Part 3 — Fine-Tuning¶
Overview
Fine-tuning adapts a pre-trained model to your task. This article walks through the full spectrum: full fine-tuning, parameter-efficient methods (LoRA, QLoRA), supervised instruction tuning with trl, and the principles behind RLHF.
1. Taxonomy of Fine-Tuning Approaches¶
Full Fine-Tuning
├── All parameters updated
└── Most expensive, best ceiling
Parameter-Efficient Fine-Tuning (PEFT)
├── LoRA — inject low-rank matrices
├── QLoRA — quantised base + LoRA
├── Prefix Tuning — prepend learnable tokens
└── Adapters — small bottleneck layers
Instruction Fine-Tuning (SFT)
└── Supervised training on (prompt, response) pairs
Alignment
├── RLHF — reward model + PPO
└── DPO — direct preference optimisation
2. Full Fine-Tuning¶
All model weights are updated. Use when you have enough compute and enough data.

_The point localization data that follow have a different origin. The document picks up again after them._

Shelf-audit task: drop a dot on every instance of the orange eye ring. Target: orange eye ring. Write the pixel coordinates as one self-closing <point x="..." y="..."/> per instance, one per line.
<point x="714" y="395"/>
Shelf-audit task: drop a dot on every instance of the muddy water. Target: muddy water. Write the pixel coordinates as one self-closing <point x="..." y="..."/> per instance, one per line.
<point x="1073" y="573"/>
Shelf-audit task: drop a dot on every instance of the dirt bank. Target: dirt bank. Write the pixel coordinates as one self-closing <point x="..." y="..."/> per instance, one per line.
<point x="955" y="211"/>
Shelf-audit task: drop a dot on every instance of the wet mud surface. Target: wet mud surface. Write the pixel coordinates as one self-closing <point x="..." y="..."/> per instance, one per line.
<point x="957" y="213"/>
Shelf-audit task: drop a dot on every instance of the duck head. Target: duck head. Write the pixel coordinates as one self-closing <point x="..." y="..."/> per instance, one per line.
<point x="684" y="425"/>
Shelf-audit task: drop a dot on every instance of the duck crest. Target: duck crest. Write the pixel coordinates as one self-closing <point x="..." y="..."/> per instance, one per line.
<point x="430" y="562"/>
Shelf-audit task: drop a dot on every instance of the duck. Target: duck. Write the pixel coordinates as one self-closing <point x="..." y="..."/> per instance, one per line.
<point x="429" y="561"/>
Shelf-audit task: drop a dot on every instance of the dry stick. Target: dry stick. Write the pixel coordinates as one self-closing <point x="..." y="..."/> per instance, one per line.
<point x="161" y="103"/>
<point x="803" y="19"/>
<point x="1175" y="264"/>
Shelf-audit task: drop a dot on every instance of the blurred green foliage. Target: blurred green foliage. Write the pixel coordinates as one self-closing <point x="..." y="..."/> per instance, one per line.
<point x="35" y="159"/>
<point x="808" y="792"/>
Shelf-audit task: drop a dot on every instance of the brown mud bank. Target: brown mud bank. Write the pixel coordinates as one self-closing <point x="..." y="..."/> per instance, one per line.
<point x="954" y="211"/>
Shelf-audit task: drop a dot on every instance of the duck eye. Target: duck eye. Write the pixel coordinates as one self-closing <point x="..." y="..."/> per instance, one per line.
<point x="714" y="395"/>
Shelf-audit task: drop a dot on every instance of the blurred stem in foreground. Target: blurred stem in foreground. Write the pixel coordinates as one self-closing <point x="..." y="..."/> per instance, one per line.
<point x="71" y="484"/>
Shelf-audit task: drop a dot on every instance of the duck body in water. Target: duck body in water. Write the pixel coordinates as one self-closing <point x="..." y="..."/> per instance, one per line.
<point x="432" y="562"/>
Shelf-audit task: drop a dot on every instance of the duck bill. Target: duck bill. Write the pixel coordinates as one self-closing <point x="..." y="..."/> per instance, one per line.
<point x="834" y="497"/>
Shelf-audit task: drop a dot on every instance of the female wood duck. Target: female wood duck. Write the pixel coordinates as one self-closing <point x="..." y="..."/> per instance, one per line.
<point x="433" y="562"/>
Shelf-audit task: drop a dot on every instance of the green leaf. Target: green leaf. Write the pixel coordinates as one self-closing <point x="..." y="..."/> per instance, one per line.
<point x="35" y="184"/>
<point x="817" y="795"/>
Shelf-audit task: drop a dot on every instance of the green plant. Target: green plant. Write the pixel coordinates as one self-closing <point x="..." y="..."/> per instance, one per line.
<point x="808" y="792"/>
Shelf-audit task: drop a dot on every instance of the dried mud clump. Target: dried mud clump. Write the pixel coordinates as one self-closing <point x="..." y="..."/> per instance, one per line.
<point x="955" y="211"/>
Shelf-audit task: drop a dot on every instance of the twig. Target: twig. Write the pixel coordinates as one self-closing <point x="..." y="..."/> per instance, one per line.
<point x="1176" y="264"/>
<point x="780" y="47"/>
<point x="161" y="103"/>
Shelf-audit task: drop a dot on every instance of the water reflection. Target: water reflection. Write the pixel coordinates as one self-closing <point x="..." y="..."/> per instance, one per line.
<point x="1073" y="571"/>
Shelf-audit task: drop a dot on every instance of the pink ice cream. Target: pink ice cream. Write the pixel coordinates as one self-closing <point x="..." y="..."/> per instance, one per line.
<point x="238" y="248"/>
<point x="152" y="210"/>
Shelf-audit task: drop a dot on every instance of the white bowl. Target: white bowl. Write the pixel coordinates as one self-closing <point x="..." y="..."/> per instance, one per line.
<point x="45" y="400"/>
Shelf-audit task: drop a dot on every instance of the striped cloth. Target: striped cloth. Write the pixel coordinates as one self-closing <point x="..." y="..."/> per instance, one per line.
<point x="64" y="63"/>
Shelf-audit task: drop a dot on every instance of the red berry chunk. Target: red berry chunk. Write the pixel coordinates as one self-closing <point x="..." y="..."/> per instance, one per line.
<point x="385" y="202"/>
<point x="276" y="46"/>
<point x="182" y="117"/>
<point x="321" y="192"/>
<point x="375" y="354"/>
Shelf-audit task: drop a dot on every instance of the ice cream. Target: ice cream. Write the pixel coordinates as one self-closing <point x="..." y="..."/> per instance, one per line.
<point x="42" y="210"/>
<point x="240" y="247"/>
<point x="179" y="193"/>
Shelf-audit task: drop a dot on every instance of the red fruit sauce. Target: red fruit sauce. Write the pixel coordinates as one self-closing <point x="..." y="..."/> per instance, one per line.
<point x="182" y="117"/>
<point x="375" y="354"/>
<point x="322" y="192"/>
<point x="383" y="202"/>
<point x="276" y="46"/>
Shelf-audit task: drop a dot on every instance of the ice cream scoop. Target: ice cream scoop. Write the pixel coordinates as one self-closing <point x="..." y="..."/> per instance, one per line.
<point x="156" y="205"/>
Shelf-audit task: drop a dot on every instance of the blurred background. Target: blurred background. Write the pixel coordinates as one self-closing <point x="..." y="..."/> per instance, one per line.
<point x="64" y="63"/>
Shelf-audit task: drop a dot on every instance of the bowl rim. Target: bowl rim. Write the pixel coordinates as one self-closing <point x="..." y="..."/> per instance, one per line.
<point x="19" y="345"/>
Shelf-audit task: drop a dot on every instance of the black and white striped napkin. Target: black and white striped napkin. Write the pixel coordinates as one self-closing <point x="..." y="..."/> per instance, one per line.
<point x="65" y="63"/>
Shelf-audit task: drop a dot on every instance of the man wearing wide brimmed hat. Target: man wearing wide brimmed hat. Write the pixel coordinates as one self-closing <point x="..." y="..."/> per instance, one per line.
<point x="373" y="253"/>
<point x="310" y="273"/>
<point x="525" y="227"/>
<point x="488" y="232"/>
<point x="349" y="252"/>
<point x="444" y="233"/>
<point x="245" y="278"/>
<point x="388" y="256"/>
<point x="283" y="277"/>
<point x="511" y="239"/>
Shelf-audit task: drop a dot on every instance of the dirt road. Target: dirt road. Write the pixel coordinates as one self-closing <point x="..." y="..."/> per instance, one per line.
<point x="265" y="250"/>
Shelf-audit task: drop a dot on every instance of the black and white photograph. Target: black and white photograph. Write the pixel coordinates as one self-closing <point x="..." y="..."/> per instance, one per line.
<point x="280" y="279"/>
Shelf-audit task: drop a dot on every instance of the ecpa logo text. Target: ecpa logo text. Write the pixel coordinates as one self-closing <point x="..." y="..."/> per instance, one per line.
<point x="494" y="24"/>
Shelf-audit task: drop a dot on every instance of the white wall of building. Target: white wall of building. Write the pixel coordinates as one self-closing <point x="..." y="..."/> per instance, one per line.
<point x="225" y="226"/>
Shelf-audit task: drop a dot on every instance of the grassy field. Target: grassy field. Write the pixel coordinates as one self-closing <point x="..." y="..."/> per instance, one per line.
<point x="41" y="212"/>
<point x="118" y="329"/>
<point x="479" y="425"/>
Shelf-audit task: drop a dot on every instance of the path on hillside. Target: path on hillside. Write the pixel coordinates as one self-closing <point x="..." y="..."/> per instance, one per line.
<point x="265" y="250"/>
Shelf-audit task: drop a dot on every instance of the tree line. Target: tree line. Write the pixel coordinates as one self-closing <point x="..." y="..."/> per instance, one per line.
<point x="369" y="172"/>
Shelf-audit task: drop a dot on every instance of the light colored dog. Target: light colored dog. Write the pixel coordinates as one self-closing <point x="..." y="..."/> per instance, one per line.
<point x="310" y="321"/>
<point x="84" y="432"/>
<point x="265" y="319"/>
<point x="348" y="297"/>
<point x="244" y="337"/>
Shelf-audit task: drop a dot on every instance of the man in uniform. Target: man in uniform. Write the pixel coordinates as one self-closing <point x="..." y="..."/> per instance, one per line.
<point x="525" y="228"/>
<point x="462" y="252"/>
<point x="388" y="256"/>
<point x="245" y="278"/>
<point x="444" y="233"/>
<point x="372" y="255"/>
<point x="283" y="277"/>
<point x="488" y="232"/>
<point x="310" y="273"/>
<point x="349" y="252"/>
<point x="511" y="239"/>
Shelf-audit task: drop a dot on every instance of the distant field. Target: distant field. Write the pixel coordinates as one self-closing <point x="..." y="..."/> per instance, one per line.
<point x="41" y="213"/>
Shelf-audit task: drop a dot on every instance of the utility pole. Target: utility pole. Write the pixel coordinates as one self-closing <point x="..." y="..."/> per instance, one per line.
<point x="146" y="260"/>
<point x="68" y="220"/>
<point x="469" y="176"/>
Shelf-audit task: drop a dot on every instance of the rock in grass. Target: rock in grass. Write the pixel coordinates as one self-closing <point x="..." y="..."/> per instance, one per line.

from transformers import AutoModelForSequenceClassification, TrainingArguments, Trainer
from datasets import load_dataset
model = AutoModelForSequenceClassification.from_pretrained(
"distilbert-base-uncased",
num_labels=2,
)
ds = load_dataset("imdb")
args = TrainingArguments(
output_dir="checkpoints/distilbert-imdb",
num_train_epochs=3,
per_device_train_batch_size=32,
per_device_eval_batch_size=64,
learning_rate=2e-5,
weight_decay=0.01,
evaluation_strategy="epoch",
save_strategy="epoch",
load_best_model_at_end=True,
bf16=True,
)
trainer = Trainer(
model=model,
args=args,
train_dataset=ds["train"],
eval_dataset=ds["test"],
)
trainer.train()
Catastrophic forgetting
Full fine-tuning on a small dataset can destroy the model's general capabilities. Use a low LR (2e-5 to 5e-5), a short schedule, and early stopping.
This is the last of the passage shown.